Après un minutieux travail de nettoyage et de mise en forme des données, le portail officiel d’Open Data de l’État de Côte d’Ivoire a été mise en service le 16 septembre 2021.

En date du 16/11/2022, 17 001 fichiers ont été téléchargés pour 426 jours d’existence soit environ 40 fichiers téléchargés par jour.

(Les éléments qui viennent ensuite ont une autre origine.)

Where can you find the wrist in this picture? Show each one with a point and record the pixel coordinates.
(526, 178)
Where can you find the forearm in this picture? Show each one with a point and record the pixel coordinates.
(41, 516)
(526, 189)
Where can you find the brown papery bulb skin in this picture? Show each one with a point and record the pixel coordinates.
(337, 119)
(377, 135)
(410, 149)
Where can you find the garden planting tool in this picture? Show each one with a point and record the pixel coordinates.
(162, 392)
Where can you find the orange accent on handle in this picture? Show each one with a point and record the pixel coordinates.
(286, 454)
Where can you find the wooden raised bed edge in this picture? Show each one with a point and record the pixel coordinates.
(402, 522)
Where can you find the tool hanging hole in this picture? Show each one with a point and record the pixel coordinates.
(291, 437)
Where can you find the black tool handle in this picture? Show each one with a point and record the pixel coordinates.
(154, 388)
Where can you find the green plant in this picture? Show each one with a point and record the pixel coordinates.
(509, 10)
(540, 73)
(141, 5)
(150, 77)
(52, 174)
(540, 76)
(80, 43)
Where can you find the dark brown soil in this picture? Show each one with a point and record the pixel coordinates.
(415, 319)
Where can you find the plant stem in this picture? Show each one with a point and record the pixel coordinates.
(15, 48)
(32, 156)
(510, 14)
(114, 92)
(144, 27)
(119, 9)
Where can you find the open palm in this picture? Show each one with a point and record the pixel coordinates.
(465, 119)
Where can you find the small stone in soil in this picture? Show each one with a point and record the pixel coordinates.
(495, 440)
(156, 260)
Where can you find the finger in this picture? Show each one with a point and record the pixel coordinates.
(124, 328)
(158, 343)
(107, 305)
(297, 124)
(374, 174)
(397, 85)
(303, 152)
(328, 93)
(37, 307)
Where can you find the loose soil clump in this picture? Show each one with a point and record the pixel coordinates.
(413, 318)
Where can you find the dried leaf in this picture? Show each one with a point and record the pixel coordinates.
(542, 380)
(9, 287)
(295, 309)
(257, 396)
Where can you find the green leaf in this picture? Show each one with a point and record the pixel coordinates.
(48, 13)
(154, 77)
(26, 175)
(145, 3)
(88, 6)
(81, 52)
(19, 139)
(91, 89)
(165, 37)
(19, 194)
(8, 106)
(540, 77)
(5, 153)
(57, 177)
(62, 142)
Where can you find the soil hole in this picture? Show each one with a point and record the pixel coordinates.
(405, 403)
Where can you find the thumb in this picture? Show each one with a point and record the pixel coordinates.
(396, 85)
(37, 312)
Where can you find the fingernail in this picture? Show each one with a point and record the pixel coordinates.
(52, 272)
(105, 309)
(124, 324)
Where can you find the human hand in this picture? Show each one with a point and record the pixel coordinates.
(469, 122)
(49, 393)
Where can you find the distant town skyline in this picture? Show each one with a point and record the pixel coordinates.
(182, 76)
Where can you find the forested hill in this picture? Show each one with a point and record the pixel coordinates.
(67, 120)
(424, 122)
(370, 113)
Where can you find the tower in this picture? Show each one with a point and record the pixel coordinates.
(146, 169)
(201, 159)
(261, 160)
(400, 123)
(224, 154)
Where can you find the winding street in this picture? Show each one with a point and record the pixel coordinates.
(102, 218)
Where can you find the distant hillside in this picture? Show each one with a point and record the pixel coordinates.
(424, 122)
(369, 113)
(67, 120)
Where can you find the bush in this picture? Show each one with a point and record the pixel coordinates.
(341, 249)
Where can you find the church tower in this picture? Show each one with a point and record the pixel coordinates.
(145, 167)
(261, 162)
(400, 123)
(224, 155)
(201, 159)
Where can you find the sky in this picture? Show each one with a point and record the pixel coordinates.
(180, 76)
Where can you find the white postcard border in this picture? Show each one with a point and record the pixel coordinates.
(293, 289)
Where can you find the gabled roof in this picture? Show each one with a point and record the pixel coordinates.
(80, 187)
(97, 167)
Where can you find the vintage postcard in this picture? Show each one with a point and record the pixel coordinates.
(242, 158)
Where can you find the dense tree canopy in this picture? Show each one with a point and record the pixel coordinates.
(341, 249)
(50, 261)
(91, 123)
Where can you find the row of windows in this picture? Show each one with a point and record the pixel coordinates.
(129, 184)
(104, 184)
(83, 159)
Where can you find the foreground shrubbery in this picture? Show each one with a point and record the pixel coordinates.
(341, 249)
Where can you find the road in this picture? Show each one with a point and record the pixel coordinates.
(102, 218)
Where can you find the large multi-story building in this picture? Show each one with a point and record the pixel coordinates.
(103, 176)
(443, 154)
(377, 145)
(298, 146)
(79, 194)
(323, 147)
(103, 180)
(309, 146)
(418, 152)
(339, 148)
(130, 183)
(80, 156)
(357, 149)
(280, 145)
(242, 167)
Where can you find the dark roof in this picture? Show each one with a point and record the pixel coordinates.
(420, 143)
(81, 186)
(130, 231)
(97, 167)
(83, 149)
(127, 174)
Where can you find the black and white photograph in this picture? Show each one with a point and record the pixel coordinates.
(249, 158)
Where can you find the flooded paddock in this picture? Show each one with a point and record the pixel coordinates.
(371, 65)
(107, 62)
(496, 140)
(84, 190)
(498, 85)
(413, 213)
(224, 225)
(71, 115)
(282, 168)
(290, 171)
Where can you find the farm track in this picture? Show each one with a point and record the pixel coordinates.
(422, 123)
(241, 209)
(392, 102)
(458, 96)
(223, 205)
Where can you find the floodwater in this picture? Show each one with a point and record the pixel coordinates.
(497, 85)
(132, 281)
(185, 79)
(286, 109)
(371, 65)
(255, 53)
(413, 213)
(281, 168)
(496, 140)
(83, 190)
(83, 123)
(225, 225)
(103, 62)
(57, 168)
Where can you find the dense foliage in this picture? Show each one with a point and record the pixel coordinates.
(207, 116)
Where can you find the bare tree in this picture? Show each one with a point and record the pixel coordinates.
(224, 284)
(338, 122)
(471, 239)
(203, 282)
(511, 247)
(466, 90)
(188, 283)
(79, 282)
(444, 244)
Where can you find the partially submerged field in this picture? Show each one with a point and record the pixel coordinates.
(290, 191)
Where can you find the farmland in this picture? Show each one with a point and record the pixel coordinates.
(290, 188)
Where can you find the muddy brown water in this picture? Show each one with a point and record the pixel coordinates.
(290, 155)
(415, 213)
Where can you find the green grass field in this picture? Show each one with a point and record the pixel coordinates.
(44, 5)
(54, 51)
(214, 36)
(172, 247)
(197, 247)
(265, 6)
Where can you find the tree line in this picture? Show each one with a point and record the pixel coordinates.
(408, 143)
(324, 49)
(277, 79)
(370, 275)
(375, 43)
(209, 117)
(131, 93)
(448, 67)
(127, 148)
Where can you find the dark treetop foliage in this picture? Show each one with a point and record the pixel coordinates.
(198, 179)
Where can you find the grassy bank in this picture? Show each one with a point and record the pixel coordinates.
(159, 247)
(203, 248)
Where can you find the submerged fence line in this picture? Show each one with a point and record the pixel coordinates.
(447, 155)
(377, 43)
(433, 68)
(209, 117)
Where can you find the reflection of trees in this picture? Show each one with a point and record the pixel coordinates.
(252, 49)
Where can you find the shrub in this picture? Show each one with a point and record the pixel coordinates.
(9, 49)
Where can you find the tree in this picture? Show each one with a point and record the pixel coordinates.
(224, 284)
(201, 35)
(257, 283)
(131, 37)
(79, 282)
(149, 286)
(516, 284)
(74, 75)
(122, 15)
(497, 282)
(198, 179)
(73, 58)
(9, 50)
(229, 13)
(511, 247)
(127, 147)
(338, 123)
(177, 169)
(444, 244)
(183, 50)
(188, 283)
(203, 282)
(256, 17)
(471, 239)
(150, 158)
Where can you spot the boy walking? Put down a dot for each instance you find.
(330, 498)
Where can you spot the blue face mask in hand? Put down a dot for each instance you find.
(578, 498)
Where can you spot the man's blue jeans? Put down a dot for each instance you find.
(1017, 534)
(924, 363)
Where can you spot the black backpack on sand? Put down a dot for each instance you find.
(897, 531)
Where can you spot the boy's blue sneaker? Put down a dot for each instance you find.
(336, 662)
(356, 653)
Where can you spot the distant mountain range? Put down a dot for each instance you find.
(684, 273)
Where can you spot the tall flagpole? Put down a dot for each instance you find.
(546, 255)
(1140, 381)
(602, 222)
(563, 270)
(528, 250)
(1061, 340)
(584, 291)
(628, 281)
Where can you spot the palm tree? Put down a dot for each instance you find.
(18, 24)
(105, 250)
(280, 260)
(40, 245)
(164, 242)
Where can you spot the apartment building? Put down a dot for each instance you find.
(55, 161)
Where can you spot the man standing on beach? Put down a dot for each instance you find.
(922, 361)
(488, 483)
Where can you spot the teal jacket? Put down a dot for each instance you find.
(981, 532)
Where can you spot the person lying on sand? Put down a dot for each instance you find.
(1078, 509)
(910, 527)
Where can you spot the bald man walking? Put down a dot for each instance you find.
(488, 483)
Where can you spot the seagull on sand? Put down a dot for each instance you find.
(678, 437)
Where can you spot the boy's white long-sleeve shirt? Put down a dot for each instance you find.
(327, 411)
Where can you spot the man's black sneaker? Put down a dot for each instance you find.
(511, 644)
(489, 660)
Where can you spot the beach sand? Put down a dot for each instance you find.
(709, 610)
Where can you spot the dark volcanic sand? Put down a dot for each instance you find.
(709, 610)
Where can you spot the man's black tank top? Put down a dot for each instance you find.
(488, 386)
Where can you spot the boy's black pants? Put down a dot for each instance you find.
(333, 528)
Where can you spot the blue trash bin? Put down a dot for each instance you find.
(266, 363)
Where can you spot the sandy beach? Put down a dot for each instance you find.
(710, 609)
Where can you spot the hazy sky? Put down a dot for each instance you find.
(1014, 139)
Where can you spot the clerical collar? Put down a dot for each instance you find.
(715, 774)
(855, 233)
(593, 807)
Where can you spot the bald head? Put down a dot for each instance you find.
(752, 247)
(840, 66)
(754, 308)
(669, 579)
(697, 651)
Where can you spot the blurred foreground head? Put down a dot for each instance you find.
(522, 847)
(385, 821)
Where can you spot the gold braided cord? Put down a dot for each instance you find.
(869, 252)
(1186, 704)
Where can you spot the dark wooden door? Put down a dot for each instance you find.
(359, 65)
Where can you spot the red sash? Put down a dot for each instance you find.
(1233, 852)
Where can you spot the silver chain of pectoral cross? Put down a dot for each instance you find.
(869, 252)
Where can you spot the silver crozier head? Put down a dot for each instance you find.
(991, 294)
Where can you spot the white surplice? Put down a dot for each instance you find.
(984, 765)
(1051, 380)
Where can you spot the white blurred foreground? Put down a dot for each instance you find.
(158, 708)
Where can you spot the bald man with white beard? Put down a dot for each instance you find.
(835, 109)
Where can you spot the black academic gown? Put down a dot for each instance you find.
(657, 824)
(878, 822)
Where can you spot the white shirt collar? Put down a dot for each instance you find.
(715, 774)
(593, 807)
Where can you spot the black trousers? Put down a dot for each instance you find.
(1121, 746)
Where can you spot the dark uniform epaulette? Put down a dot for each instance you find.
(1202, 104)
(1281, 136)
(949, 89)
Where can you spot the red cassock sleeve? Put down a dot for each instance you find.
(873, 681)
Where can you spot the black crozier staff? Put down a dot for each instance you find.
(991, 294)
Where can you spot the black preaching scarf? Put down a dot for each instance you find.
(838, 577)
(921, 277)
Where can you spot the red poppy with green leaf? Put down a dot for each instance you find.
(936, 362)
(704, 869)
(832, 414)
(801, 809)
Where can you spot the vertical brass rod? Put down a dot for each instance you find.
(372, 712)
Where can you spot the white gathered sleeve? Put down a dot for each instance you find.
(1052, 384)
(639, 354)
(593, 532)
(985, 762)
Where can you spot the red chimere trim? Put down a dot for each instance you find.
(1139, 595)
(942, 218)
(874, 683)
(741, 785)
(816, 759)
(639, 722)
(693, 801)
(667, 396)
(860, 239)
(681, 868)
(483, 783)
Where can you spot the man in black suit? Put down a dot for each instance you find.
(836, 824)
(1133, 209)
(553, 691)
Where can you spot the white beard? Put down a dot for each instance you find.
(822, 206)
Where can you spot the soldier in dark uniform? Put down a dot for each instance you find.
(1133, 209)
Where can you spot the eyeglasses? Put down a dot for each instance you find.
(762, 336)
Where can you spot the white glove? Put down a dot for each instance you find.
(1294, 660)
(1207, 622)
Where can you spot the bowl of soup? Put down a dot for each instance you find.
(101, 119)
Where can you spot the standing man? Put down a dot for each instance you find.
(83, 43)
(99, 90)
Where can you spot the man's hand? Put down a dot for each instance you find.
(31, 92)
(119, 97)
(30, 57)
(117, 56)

En une (01) année, le portail a accueilli plus de 30 000 visiteurs. Ce qui équivaut à 83 visites par jour. Et l’immense majorité de ces visiteurs proviennent de Côte d’Ivoire (24 000 visiteurs).

Conclusion

Pour clore notre propos, nous pouvons avancer qu’il reste beaucoup à faire pour que l’ouverture des données publiques en Afrique Francophone soit vraiment effective. Cependant, les résultats relativement bons obtenus en Côte d’Ivoire montrent que les populations locales s’intéressent aux données ouvertes et les utilisent quotidiennement. Afin donc de maintenir cette dynamique, des efforts continus doivent être entrepris. Et parmi ces efforts, nous pouvons en mentionner quelques-uns :

  • Accroître la visibilité des plateformes en organisant fréquemment des hackathons autour de l’Open Data pour la société civile (élèves, étudiants, entrepreneurs, journalistes, ONG, etc.);
  • Mettre en place sur les portails Open Data des programmes de formation sur les données ouvertes accessibles à tous les citoyens;
  • Inciter les décideurs politiques à publier régulièrement sur les portails Open Data les données de leurs activités (la fourniture des services essentiels, l’accès au logement, l’utilisation des finances publiques, le ramassage des ordures etc.);
  • Former les fonctionnaires et agents de l’État dans l’extraction, le formatage et la publication des données sur les portails Open Data;
  • Sensibiliser les décideurs politiques sur l’importance de publier régulièrement des données complètes, à jour, de qualité et non fragmentaires sur les portails de données ouvertes.